Upgrade an existing porch that looks as though it has seen better days with a layer of polymer modified cement. You can have this work performed without damaging your home’s existing facade, and it will give your entrance a neat, streamlined appearance.
- Fire pit
Concrete is a popular material for making a fire pit, either as a part of a patio design or as a standalone item as part of a backyard living space. Once installed, you extend your outdoor entertaining season into the late fall, and you can start it earlier in the spring. With the fire for light and warmth, it’s much more pleasant to be outside on cooler evenings to enjoy spending time with family and friends.
- Pool deck
This material is the one often chosen to make pool decks. It can be made with a slight gritty texture to make the surface of the deck less slippery when wet. Additionally, since concrete is easy to keep clean, it can simply be rinsed off to get rid of dirt as needed.
- Water feature
With backyards being a potential additional room of your home, consider making it even more attractive with a water feature or a decorative pond. Concrete is an excellent choice for this type of addition. Once it’s installed, you will have a place to go after a long day at work or school where you can relax and unwind.
Concrete planters make a permanent addition anywhere you would like to plant flowers, small shrubs or ornamental grasses. They won’t rot over time like wooden planters, and they can be formed with decorative borders or other embellishments to complement your home’s style.
- Privacy screen
An outdoor privacy screen made of geometric designs may remind you of something that was popular in the mid-part of the last century, but it’s an option you can use to control who can view areas of your property — and it doesn’t require the same amount of upkeep as a wood fence. It also has a more attractive appearance if you require some privacy screening along the front of your home.
Upgrade your driveway from asphalt to concrete stone. You can choose from a number of different patterns to create an attractive look and increase your home’s curb appeal.
Unique Uses for Concrete
Concrete can be used in some ways you wouldn’t immediately associate with this building material. Designers are getting very creative at exploring options for working with concrete and making the most of its properties.

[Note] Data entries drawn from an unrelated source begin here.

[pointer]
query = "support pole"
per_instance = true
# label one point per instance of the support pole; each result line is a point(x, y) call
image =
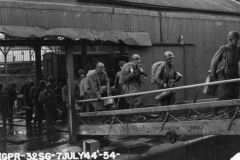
point(5, 52)
point(71, 96)
point(84, 56)
point(38, 61)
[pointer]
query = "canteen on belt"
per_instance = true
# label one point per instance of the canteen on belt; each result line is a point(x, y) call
point(108, 102)
point(163, 95)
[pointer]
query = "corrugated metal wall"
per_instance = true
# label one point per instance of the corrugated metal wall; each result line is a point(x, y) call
point(207, 33)
point(85, 17)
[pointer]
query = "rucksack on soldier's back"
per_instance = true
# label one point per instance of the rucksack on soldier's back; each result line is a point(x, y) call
point(155, 71)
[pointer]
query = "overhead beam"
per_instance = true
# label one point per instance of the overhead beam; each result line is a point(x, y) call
point(204, 127)
point(53, 43)
point(202, 105)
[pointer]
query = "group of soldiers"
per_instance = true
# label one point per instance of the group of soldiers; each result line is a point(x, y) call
point(44, 98)
point(95, 84)
point(128, 80)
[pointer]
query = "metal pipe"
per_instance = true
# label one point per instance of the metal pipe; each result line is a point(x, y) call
point(164, 90)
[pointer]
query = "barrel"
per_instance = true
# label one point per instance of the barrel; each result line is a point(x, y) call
point(2, 140)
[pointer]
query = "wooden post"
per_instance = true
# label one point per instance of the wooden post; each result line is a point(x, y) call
point(5, 52)
point(71, 96)
point(84, 57)
point(5, 60)
point(38, 61)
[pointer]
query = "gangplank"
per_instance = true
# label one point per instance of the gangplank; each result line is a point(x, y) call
point(191, 118)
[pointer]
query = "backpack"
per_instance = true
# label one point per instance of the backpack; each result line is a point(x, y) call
point(32, 90)
point(125, 69)
point(86, 84)
point(155, 72)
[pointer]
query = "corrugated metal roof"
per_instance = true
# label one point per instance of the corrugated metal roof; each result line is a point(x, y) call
point(129, 38)
point(211, 5)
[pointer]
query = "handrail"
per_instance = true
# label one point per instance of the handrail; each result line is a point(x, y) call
point(163, 90)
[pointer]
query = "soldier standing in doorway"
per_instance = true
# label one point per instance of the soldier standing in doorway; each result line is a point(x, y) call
point(12, 95)
point(166, 77)
point(224, 66)
point(131, 78)
point(81, 76)
point(39, 106)
point(119, 87)
point(99, 86)
point(28, 102)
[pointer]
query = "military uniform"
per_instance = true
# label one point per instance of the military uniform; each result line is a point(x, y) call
point(39, 107)
point(132, 84)
point(166, 74)
point(224, 66)
point(99, 85)
point(48, 98)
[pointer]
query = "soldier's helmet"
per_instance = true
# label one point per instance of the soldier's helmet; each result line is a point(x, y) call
point(168, 55)
point(49, 85)
point(121, 63)
point(13, 85)
point(42, 82)
point(81, 71)
point(233, 35)
point(136, 58)
point(100, 65)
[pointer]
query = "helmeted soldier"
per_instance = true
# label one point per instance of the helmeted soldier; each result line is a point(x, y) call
point(48, 98)
point(166, 77)
point(132, 80)
point(12, 95)
point(99, 85)
point(39, 106)
point(81, 76)
point(117, 77)
point(224, 65)
point(28, 102)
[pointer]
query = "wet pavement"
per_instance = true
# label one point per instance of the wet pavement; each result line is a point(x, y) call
point(26, 139)
point(23, 139)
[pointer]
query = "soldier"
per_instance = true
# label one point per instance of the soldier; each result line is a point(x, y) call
point(64, 110)
point(131, 78)
point(48, 98)
point(119, 87)
point(39, 106)
point(99, 85)
point(224, 65)
point(12, 95)
point(167, 77)
point(4, 107)
point(81, 76)
point(28, 102)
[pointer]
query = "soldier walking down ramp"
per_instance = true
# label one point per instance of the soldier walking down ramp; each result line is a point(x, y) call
point(4, 106)
point(99, 86)
point(48, 98)
point(39, 106)
point(224, 66)
point(12, 96)
point(166, 77)
point(131, 78)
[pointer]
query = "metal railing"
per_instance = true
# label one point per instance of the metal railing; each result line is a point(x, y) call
point(163, 90)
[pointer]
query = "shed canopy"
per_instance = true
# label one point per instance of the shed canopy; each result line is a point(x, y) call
point(129, 38)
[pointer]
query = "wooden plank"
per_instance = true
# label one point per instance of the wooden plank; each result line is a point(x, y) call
point(206, 127)
point(203, 105)
point(70, 95)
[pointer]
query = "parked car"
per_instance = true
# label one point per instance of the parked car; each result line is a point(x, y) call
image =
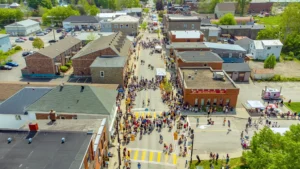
point(5, 67)
point(52, 41)
point(19, 40)
point(40, 34)
point(31, 38)
point(13, 64)
point(25, 53)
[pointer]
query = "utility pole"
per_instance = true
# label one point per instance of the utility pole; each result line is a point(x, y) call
point(119, 142)
point(192, 137)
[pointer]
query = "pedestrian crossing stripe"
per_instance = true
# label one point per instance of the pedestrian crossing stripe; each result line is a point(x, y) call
point(136, 154)
point(158, 156)
point(151, 156)
point(143, 155)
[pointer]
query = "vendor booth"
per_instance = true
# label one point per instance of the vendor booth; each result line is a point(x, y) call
point(255, 107)
point(161, 72)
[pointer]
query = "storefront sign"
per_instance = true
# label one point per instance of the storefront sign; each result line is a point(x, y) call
point(208, 91)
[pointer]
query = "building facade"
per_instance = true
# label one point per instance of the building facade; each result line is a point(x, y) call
point(23, 28)
point(5, 44)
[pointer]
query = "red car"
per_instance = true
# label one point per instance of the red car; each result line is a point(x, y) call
point(23, 38)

Here are some of the unconventional ways you might find concrete used:
- Floating docks
Precast concrete has been used to make floating dock systems. This material is a better option than wood since it will not succumb to the effects of being exposed to weather or water over time. The product is both easy to maintain and attractive to the eye.
- Translucent panels for buildings
Concrete doesn’t have to be thick and opaque. It can admit natural light during the day and transmit artificial light after dark. This design feature could be a source of energy savings when implemented.

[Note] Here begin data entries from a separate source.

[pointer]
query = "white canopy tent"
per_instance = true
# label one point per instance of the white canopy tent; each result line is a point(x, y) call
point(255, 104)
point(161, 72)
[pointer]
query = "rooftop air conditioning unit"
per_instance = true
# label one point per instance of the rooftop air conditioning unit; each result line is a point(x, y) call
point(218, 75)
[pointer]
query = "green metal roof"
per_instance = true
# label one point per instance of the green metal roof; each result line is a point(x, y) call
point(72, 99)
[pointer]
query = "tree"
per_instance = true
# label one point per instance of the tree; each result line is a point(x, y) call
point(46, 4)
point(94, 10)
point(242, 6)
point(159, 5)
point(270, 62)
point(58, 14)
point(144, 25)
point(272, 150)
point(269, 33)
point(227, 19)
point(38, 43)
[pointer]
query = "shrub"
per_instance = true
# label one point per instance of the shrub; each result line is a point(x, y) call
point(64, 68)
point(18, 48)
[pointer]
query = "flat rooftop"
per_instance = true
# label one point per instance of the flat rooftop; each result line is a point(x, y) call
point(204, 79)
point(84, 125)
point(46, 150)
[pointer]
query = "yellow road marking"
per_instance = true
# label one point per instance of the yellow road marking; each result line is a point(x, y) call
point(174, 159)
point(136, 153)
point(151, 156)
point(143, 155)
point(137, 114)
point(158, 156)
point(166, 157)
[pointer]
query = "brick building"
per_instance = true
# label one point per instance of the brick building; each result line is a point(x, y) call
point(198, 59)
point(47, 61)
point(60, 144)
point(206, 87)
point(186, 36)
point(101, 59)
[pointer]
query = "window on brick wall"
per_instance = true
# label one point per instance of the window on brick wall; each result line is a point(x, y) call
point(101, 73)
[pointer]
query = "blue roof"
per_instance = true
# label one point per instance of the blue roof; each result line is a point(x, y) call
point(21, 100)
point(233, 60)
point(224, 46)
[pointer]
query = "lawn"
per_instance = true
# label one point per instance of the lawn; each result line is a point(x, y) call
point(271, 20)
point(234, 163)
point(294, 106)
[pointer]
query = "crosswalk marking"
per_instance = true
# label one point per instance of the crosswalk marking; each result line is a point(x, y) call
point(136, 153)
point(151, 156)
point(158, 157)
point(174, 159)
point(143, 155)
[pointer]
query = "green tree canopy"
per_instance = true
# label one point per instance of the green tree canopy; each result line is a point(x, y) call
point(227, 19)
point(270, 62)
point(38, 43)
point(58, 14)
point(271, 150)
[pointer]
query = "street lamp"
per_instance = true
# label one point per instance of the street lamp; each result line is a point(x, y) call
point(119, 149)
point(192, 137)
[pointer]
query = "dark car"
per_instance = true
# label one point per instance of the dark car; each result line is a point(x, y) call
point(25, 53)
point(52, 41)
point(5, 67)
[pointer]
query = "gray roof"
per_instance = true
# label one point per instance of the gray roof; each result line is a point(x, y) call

- Light-transmitting panels
Concrete panels that transmit light after dark can be used to make up a display screen for abstract patterns, letters or numbers. Each panel is operated independently, which gives operators the freedom to control the specific design as they wish. At dawn, the concrete returns to its usual appearance.
A Versatile Building Material That Spans the Ages
Concrete is a multi-purpose building material that is highly prized for its versatility and strength. It’s no wonder it’s still in use despite being discovered in ancient times. Modern technology continues to improve concrete as well, and there will be interesting developments to come.